We certainly do not want to see the burden of whatever route that comes through—and we hope it is the best route to have the best outcome for the district—falling to local government. We want to see the state government play their part in making sure that the right route is put in place. With regard to infrastructure, better management and better use of facilities, I note what the member for Light said about public transport in Gawler.
I note that Gawler has what I understand is a public service, which is like a ring route. I would be interested to know how many people actually patronise that route. I am told it is not many, but I am happy to be informed if it is a lot. For someone to come in here and say that we on this side of the do not advocate for public transport, that is completely wrong. It is just completely wrong.
Mr Whetstone: Desperate.
Mr PEDERICK: Desperate, absolutely. I have advocated for public transport, whether it be through to Murray Bridge or to the south coast through Victor Harbor and Goolwa. In the case of Murray Bridge, I was a candidate 11 years ago, and it was one of the issues that came to the fore. One of the first sets of businesspeople who came to see me were those operating the private bus line at the time. We were debating contracts of bus route rights (or access rights) in this house at that stage. It is a very lucrative arrangement, as a company gets the rights to those routes and essentially no-one else can use them unless they get an exemption.

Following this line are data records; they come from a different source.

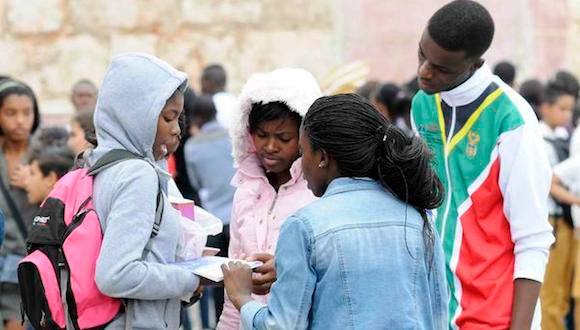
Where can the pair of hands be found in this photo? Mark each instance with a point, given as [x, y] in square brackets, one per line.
[240, 282]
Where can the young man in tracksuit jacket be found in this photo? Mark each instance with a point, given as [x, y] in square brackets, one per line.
[489, 154]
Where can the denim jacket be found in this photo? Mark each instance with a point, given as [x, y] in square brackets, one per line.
[358, 258]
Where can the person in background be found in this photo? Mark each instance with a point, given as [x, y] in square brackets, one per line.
[210, 168]
[48, 136]
[84, 95]
[395, 104]
[367, 241]
[506, 71]
[532, 91]
[368, 89]
[489, 154]
[19, 119]
[81, 127]
[556, 293]
[269, 182]
[46, 168]
[566, 190]
[181, 177]
[213, 82]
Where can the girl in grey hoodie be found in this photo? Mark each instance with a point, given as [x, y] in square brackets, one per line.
[138, 110]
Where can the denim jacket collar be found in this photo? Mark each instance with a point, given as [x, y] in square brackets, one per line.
[344, 184]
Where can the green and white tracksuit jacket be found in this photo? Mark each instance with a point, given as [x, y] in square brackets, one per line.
[490, 156]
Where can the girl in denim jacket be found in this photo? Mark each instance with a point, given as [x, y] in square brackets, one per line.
[269, 181]
[365, 255]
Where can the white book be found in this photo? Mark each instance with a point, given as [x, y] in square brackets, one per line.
[210, 267]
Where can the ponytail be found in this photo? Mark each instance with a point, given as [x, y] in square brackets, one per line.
[403, 166]
[365, 144]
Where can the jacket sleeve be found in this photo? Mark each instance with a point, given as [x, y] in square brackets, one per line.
[525, 178]
[230, 318]
[121, 272]
[291, 295]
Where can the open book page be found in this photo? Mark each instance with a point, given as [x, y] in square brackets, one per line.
[210, 267]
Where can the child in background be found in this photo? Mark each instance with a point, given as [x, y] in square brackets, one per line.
[566, 189]
[19, 119]
[46, 168]
[210, 168]
[82, 129]
[555, 294]
[269, 180]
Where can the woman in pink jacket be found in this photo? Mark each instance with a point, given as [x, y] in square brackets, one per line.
[269, 181]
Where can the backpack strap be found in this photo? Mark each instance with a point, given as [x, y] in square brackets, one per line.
[14, 210]
[111, 158]
[117, 156]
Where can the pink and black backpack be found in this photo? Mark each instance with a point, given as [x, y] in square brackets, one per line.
[57, 278]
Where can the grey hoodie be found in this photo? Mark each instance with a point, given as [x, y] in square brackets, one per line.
[134, 91]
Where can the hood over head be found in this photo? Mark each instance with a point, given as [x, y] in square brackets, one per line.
[132, 95]
[297, 88]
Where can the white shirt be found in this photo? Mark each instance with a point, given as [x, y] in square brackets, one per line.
[568, 172]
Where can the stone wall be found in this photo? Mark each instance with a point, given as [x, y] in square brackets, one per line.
[52, 43]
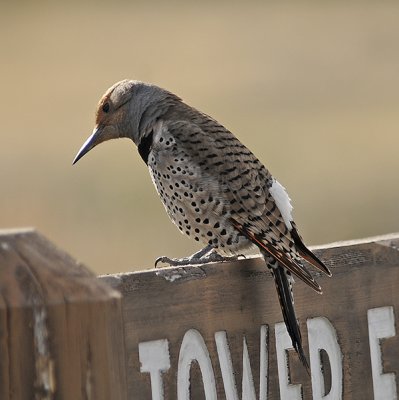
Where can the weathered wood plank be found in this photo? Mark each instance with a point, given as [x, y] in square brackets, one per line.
[60, 327]
[234, 300]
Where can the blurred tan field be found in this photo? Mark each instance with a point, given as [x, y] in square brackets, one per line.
[312, 87]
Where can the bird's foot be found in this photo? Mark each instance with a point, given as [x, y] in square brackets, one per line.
[204, 256]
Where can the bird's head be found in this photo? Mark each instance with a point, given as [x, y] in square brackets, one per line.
[127, 109]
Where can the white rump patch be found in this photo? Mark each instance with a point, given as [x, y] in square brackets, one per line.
[283, 202]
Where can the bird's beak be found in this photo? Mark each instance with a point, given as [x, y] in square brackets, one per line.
[93, 140]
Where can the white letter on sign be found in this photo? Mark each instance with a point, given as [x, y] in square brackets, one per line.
[381, 325]
[154, 358]
[322, 336]
[283, 343]
[226, 366]
[193, 348]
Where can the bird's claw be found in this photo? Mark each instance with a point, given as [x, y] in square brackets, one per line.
[192, 260]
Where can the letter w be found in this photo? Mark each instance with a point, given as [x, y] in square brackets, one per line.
[226, 366]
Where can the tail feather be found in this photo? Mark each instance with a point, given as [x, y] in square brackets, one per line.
[287, 307]
[305, 253]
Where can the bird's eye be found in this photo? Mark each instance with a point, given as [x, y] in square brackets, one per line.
[105, 107]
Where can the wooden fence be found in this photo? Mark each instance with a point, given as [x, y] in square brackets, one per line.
[208, 332]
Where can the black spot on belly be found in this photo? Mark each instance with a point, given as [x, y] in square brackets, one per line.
[144, 147]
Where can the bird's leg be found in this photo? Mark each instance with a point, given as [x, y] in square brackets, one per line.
[204, 256]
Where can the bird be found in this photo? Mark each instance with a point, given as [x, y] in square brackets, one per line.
[212, 186]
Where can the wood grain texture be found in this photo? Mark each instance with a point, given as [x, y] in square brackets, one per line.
[239, 297]
[60, 328]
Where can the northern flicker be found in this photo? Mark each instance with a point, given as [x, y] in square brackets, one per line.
[213, 188]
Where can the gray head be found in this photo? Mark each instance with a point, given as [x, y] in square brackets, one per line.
[127, 109]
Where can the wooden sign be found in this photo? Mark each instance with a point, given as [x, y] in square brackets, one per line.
[216, 331]
[60, 327]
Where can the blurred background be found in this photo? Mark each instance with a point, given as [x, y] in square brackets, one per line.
[312, 87]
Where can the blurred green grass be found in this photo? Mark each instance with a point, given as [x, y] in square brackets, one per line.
[311, 87]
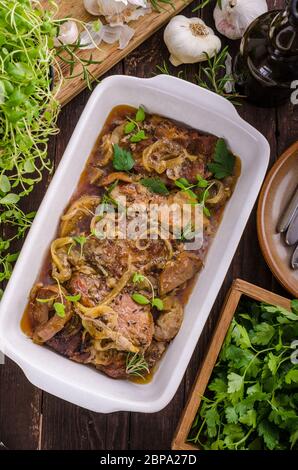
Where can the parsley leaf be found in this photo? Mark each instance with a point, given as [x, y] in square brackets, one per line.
[269, 433]
[140, 299]
[123, 159]
[59, 309]
[262, 334]
[223, 161]
[138, 137]
[140, 115]
[157, 303]
[155, 185]
[129, 127]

It came to light that some bizarre things had occurred, such as school buses not being able to pull up at stops so that children could swap over from one bus to the other at Tailem Bend to get into Murray Bridge. There were some really bizarre circumstances where major bus companies needed permission to go into certain areas. I am all for competition, and I think we should have more competition, so I think we should have more public transport. I certainly believe that the south coast and Murray Bridge should get appropriate Metroticketed public transport, and I have advocated for that for the whole time I have been in here and even before I got into this place. That is absolutely vital as areas grow.

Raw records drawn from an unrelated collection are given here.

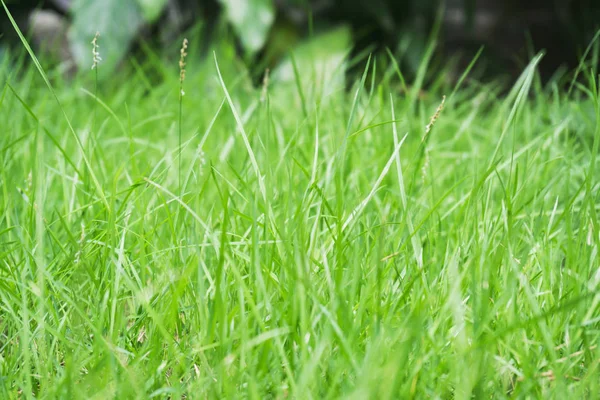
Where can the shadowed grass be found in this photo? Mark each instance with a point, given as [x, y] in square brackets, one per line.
[315, 251]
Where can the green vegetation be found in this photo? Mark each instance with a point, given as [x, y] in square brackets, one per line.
[320, 244]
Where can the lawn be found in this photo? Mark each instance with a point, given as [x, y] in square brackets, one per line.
[314, 236]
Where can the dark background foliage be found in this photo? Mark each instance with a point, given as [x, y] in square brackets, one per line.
[510, 30]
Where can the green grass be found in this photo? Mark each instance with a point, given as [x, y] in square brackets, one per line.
[322, 246]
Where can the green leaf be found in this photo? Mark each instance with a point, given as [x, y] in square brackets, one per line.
[320, 62]
[251, 20]
[152, 9]
[117, 21]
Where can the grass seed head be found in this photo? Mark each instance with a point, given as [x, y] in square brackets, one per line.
[182, 55]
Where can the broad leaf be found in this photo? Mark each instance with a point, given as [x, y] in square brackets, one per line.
[252, 20]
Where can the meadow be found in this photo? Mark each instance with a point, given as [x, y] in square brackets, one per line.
[312, 236]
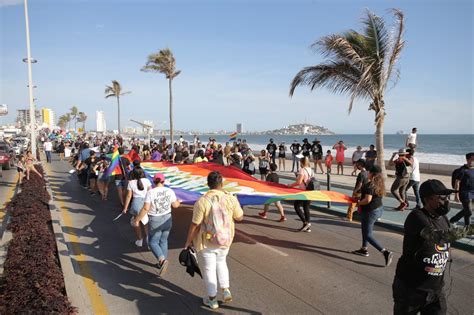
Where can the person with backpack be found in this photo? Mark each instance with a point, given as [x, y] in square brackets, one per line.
[273, 177]
[371, 209]
[415, 179]
[211, 233]
[138, 186]
[361, 180]
[464, 185]
[403, 170]
[157, 206]
[263, 163]
[304, 177]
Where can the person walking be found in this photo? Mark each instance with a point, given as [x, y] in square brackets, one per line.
[340, 148]
[317, 150]
[273, 177]
[415, 178]
[137, 188]
[371, 208]
[304, 175]
[216, 206]
[356, 156]
[464, 184]
[271, 149]
[282, 156]
[157, 206]
[403, 170]
[418, 285]
[48, 147]
[295, 151]
[362, 179]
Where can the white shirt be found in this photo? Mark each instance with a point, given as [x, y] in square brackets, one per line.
[415, 176]
[160, 200]
[48, 146]
[137, 193]
[411, 138]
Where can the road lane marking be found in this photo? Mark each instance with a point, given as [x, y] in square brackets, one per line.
[248, 238]
[97, 301]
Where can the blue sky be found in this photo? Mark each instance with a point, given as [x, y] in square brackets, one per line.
[237, 60]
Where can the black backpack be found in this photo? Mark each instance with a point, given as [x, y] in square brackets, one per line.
[312, 183]
[456, 175]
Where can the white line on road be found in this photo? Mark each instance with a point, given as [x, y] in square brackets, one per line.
[248, 238]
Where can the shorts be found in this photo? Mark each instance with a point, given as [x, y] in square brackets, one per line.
[137, 205]
[120, 183]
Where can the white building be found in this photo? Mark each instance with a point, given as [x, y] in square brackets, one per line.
[100, 121]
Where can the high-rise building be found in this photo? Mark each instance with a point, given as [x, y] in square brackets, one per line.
[48, 118]
[23, 117]
[239, 128]
[100, 121]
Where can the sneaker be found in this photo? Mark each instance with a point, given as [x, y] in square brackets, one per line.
[211, 303]
[361, 252]
[162, 267]
[388, 257]
[227, 295]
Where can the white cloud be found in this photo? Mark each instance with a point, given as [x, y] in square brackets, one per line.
[5, 3]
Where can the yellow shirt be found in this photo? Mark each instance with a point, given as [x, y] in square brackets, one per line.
[201, 211]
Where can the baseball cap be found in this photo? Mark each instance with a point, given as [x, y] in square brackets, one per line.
[433, 187]
[159, 176]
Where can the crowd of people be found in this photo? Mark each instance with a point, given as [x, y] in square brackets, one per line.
[212, 228]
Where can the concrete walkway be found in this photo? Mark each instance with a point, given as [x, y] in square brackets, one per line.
[274, 269]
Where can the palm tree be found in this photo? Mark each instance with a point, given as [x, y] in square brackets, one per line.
[74, 112]
[359, 64]
[82, 117]
[115, 90]
[164, 62]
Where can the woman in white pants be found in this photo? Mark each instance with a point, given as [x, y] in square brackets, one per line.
[213, 242]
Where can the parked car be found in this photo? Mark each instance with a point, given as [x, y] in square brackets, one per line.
[7, 156]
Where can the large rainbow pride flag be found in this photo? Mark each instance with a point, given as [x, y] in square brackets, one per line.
[189, 182]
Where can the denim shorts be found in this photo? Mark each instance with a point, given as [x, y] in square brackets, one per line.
[120, 183]
[137, 205]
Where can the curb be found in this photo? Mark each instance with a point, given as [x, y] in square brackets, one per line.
[75, 290]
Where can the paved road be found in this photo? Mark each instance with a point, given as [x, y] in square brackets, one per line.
[274, 269]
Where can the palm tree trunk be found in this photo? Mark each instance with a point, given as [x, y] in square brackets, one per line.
[379, 123]
[171, 113]
[118, 112]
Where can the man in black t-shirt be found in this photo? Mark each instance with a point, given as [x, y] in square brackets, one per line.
[418, 283]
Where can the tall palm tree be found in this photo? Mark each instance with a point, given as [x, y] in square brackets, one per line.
[82, 117]
[164, 62]
[359, 64]
[115, 90]
[74, 112]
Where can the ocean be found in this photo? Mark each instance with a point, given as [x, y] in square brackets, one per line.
[434, 149]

We heard the member for Light speak passionately about public transport. I look across the other side at a government that has partially built a train service, in terms of the electrification of rail, where they put in some poles and forgot to put up the wires. Essentially, with electrification, that is exactly what happened. If his comrades on the other side are so passionate about public transport, why do they not get on and finish his electrified train set so that they can go up there?
Perhaps they want to iron out the problems that have been as far as the Seaford line, where we have seen some major outages because of poor cable installation and poor products. These major outages affect people using that public transport. It is ridiculous that we have a situation where electric trains have to be shunted with diesel engines to be serviced because the network to the north, towards Gawler, has not been completed. I think we have to have clean hands on this, so let us see what this government does with that proposal into the future.
I certainly agree that there need to be some far better outcomes in the Gawler area. We need to get the best out come as far as the link road and the bypass. We need to make it not just useful for locals to link from one area out of Gawler and partially bypass some of the main street, but make it take in those future needs as well because it is very much a growing community out there. There are plenty of communities growing around it and it is far better, I believe, to put the proper link road in place so that we look at those future needs instead of going for a lesser model when we could have had the better model leading us into the future.